Fry v. Duce Sporting Goods, Inc.

547 P.2d 1338 | Utah | 1976

ELLETT, Justice:

Fry entered into a written conditional sales contract to buy a motor boat from Duce. The boat did not measure up to *1339Fry’s expectations, and he sued for rescission and for damages for alleged breach of express and implied warranties. Duce counterclaimed for unpaid balances on the contract and filed a third-party complaint against Starfire and Hardin Marine, the manufacturers of the boat and motor.

The case was tried to the court sitting without a jury and at the end of plaintiff’s case the court granted Duce’s motion to dismiss the complaint. Thereafter a judgment was entered on the counterclaim in favor of Duce for the amount due on the contract. Fry appeals.

Fry and one Holding, a salesman for Duce, were close friends. Fry had a motor boat which he used for waterskiing. He desired a larger and more powerful boat, and so Holding undertook to' help him find one. Duce sells boats but did not have one suitable for the desired purposes. Fry and Holding canvassed other dealers in boats and Fry ultimately located a hull at Starfire’s which seemed adequate for his purposes. He asked his friend Holding to see if Starfire could install a 440-cubic-inch Chrysler engine in the boat. Holding arranged a meeting between Fry and Starfire at which time Starfire told Fry that the desired engine was no longer available. They discussed a particular Jacuzzi jet propulsion mechanism and the agent of Starfire told Fry that he thought the unit would propel the boat for waterskiing purposes.

Starfire then contacted Hardin Marine (in California) and was told that the Jacuzzi mechanism was available and would perform properly with a 455-cubic-inch Oldsmobile engine. Fry had seen a 454-cubic-inch Chevrolet engine in a friend’s boat and he asked Starfire to inquire if Hardin Marine could supply that unit. Starfire found out that the Chevrolet motor was available, and could be used with the jet propulsion unit. It cautioned Fry that the engine was a very high performance engine which would not have a warranty. The Chevrolet engine develops 450 horse power while the 455-cubic-inch Oldsmobile engine only develops 295 to 325 horse power.

Mr. Fry chose the Chevrolet engine and the Jacuzzi jet mechanism, and asked that they be installed in the hull of the boat which he selected. He then requested Duce to order the boat and sell it to him.

There was too much power generated by the Chevrolet engine and air instead of water would get into the jet pump when the engine was accelerated, with a result that the speed of the boat was curtailed. The boat could not be accelerated fast enough to pull water-skiers out of the water properly; therefore Mr. Fry sought to rescind his contract with Duce after he had used the boat for two years, and had run the motor for some 74 hours.

In Duce’s conditional sales agreement, which Fry signed, there is this provision: “This agreement embodies the whole agreement between the parties and the debtor agrees that no representation, warranty or guaranty, has been made to him which is not expressly set forth herein.” No warranties are set forth in the document.

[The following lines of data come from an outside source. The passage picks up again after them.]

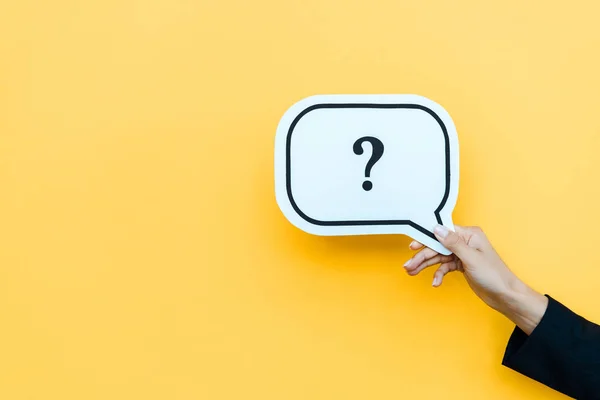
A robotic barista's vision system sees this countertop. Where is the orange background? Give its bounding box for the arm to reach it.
[0,0,600,400]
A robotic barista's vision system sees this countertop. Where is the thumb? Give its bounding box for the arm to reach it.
[433,225,475,261]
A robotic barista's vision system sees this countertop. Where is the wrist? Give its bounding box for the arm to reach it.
[496,280,548,335]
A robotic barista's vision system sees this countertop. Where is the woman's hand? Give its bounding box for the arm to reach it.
[404,225,548,334]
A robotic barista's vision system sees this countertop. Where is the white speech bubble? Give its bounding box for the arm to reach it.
[275,95,458,254]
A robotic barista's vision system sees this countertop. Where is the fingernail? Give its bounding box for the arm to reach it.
[433,225,450,239]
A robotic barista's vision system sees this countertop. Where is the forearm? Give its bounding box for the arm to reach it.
[496,281,548,335]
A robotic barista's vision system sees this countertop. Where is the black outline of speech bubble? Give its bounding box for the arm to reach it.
[285,103,450,240]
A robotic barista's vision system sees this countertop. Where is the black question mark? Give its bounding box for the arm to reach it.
[353,136,383,192]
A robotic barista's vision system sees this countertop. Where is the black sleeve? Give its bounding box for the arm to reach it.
[502,296,600,399]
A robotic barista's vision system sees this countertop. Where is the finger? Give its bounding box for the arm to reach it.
[432,262,456,287]
[454,225,492,251]
[406,254,453,275]
[408,240,423,250]
[434,225,477,264]
[404,247,439,270]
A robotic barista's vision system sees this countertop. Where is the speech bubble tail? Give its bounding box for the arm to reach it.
[413,215,454,255]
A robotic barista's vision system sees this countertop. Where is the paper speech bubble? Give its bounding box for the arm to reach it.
[275,95,458,254]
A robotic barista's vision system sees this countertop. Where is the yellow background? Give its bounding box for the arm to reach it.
[0,0,600,400]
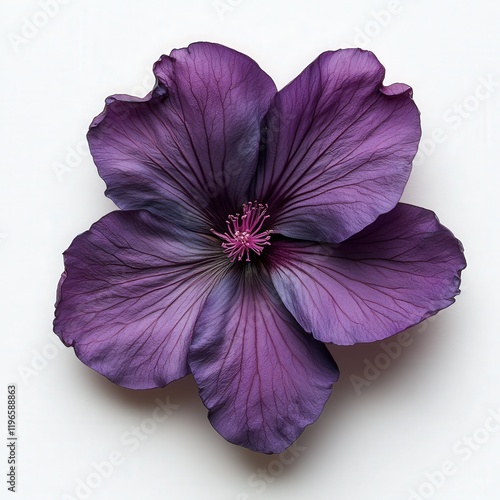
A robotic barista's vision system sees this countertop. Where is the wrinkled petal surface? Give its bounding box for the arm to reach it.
[189,272,338,453]
[253,49,420,242]
[54,211,227,389]
[88,43,276,229]
[270,203,465,344]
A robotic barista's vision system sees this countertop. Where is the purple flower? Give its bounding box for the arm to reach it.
[54,43,465,453]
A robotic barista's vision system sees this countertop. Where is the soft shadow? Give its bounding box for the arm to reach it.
[79,317,446,470]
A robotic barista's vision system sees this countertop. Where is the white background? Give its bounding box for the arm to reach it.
[0,0,500,500]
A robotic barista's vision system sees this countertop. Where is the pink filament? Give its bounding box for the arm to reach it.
[211,201,272,262]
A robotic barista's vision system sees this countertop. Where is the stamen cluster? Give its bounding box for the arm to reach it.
[211,201,273,262]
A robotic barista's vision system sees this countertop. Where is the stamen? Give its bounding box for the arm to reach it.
[210,201,273,262]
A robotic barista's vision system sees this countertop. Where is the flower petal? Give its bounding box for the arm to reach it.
[253,49,421,243]
[189,270,338,453]
[269,203,466,344]
[88,43,276,229]
[54,211,227,389]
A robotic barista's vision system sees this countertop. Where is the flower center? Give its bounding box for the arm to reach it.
[211,201,272,262]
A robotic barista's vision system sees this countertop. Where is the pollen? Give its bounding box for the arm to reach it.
[211,201,273,262]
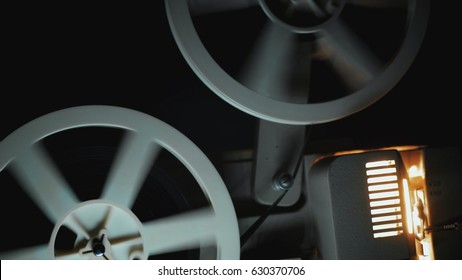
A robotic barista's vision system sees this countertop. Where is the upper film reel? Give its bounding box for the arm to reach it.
[0,105,240,259]
[165,0,430,125]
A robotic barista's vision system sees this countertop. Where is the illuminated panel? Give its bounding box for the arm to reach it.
[366,160,403,238]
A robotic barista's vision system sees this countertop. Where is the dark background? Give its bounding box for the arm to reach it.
[0,0,461,158]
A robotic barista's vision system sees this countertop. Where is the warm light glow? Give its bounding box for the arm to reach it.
[374,230,403,238]
[366,159,395,168]
[407,165,423,178]
[370,198,401,208]
[368,183,398,192]
[369,191,399,199]
[371,206,401,215]
[366,160,403,238]
[366,167,396,176]
[372,215,401,223]
[367,175,398,184]
[372,223,403,230]
[403,179,413,234]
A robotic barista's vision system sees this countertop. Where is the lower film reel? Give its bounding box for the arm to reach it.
[0,105,240,259]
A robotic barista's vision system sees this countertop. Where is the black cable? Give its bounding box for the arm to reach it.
[241,126,311,248]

Mr. Fry does not claim that any agent of Duce made any false representations to him, but he seems to think that because Mr. Holding was present with him when Starfire phoned and reported that Hardin Marine said the Chervolet engine and the Jacuzzi jet pump would properly propel the boat, that Duce is somehow bound by the statements made.

It seems to us that Mr. Fry, being an experienced boatman and an avid water-ski enthusiast, selected the boat and motor of his own accord, and assumed all responsibility for the performance thereof. Except for a lack of fast acceleration upon starting, the boat is satisfactory. Mr. Fry alone chose the Chevrolet engine after he was told that the Oldsmobile engine was the proper one. He has no just grounds to claim that Duce is at fault in any particular in this matter. It merely arranged for financing the purchase of a boat and *1340motor chosen by Mr. Fry from the manufacturers thereof.

The judgment is affirmed. Costs are awarded to the respondent.

HENRIOD, C. J., and CROCKETT, TUCKETT and MAUGHAN, TJ„ concur.